Tal declaração causou arrepios em Renata, que não fazia ideia de tamanha ruindade que reinava na mente daquela fatal mulher.
— Quer dizer que outras pessoas pagaram pela sua maldade? Por que tudo isso? Eu não consigo entender — muitas eram dúvidas e poucas as repostas.
— Eu busco até hoje pela totalidade e finalmente sei onde a encontrar.
— Que totalidade?
— O poder supremo.
Nada fazia sentido, Renata se sentia cada vez mais confusa, seria melhor acabar com aquela conversa que não chegava a lugar algum.
— Está enlouquecida.
— Está enganada... Pobre Renata, injustiçada pela vida, morrerá sem saber do que é realmente capaz.
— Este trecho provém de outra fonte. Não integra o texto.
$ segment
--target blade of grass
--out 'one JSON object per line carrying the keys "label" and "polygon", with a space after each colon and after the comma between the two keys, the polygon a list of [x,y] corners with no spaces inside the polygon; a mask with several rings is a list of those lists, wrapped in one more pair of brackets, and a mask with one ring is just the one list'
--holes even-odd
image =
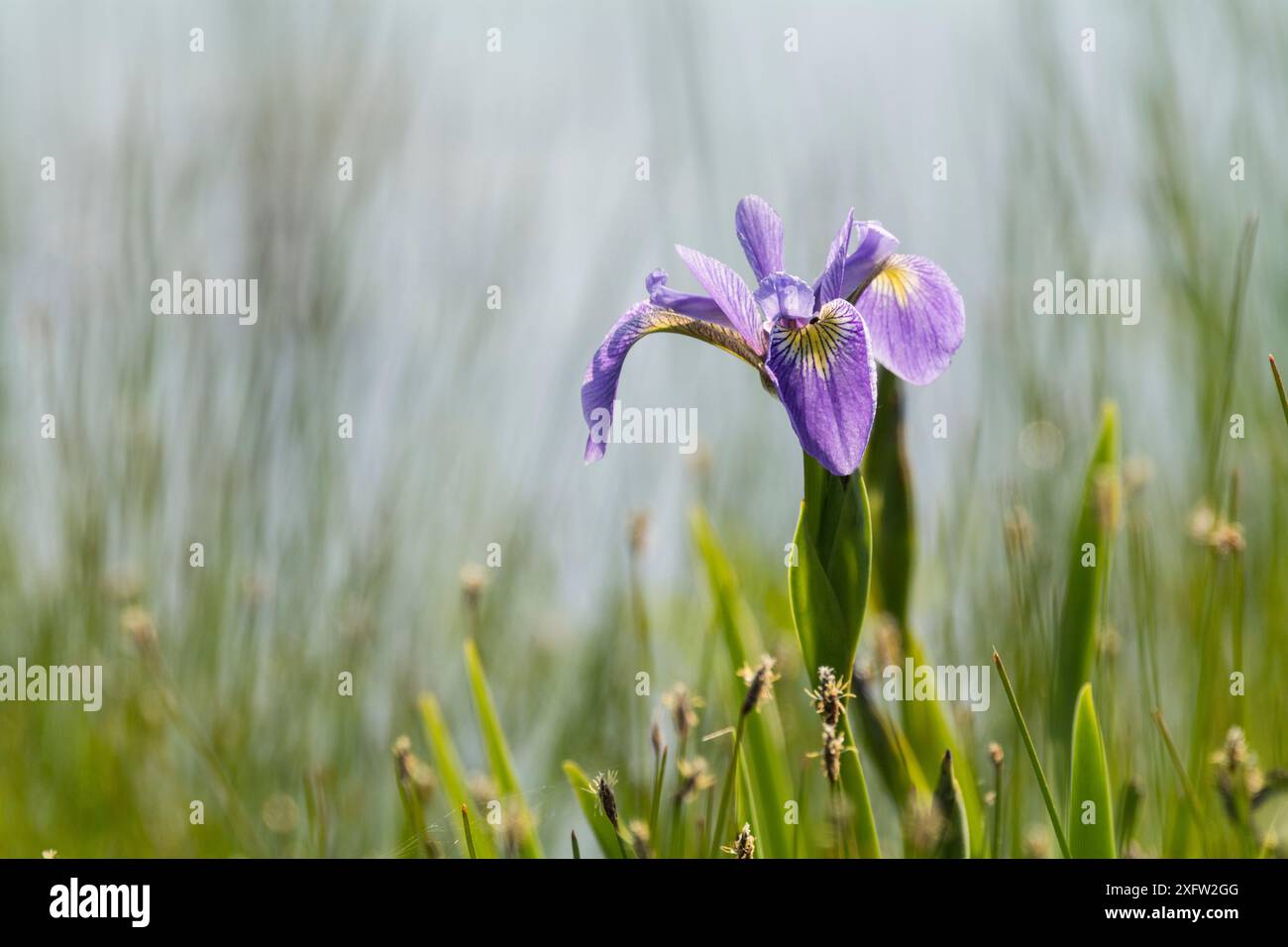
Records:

Será melhor assim, acredite em mim, sua decepção poderia muito maior que a dor da morte.
Pegando uma reluzente espada Verônica demonstrou satisfação ao notar seu reflexo no objeto de guerra, a forma como encarava o artefato denunciava suas banais intenções, eram as mesas dos homens de tempos medievais.
— Já ouviu falar que vampiros só morrem se tiverem suas cabeças cortadas?
— O que quer dizer? — em meio às lágrimas que caíam de forma ainda mais intensa a moça indagou encarando o fatal instrumento de lutas sangrentas com todo o pavor.
— Não... Não estou dizendo que seja uma vampira, na verdade é bem melhor que isso — riu divertida —, mas pessoas como eu, como o seu pai e até mesmo como você não morrem tão facilmente, um simples tiro não nos coloca na cama, apenas ferimentos cruéis conseguem nos deter — levantando a espada a mulher terminou sua fala: — Que a totalidade seja apenas minha!
Ainda com as mãos ao alto a estilista sombria sentiu algo perfurá-las, atravessando-as, o material funesto colocou a perturbada alma desacordada sobre o chão.

— Parece que me aventurar como arqueira serviu de alguma coisa — Jéssica invadiu a tenebrosa casa, cheia de triunfo.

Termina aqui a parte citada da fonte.